One young man flew halfway around the world to take on a world champion in his own living room; not once, but twice. The other young man quit prior to one fight, and then again during another one.

The first guy mentioned is an obedient son of an ultra-streetwise father.  The type of parent where, if he doesn’t know the answer (and more times than not he most likely does), he will know where to find it. The second guy doesn’t appear to have that quality guidance scenario going on for him, which is probably for the best, because he believes he has all the answers.

The first guy is on record as saying he wants to go down in boxing history as an all-time great.  The other guy?  He decided not to continue in a fight while he was still sporting an undefeated record.  You may think to yourself if there was ever a time to soldier through, right?

Then yesterday, that same guy missed making weight by 3.2 pounds, and seemed to be more than fine with it, to the point where he actually appeared to be quite pleased with himself.

If you haven’t heard, Devin Haney and Ryan Garcia are going to share a boxing ring in a twelve round go for God knows what will be at stake by the time they actually punch off.  The fact that no one from Garcia’s team has stepped in and rescued him from these unfolding events, his own personal well-being, and/or not to mention Devin Haney is, well, troubling in and of itself.

Back in the amateur days, the record shows they split six fights.  They were boys back then, so it means zero.  If anything, you’d want to be the older of the two, and Ryan had over a three-month age advantage.  If you’ve only been on the planet for a total of 120 months or so, every extra month could be a big enough difference in strength and development.
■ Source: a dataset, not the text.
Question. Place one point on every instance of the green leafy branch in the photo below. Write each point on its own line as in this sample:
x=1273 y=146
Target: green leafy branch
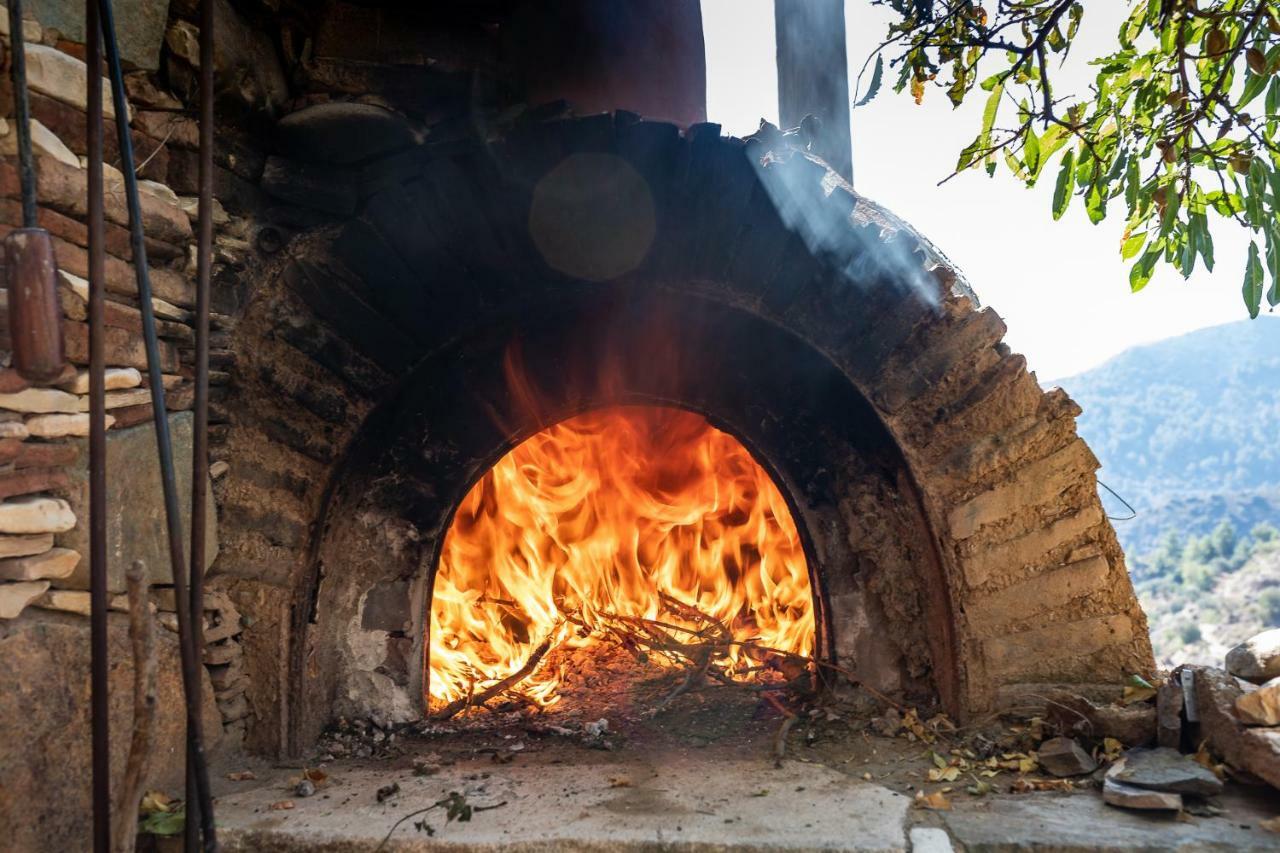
x=1179 y=126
Now as world class professionals in their prime?  That’s different.  Younger is always better.  Devin is that guy.

Haney and Garcia fought six times for free but will fight only once as professionals.  Then one of them will continue with their march for historic greatness, while the other will head back to Kamp Krazy, where he’s the current Mayor.

It’s never smart to lay 8-1, 9-1 in boxing.  And if you see taking Garcia as a value bet with +500 to +600 and beyond, you don’t understand value and you evidently don’t like money.

There is, however, a wagering opportunity here.

Total Rounds:  Fight doesn’t go 10.5 rounds.

Take anything over +125.  It’s worth a unit on a scale of 5.  Logically, there are a lot of ways to cash this ticket: legitimate victory, meltdown, catching lightning in a bottle, etc.  Or simply the exiting stage left of a guy who may be already plotting his next career move.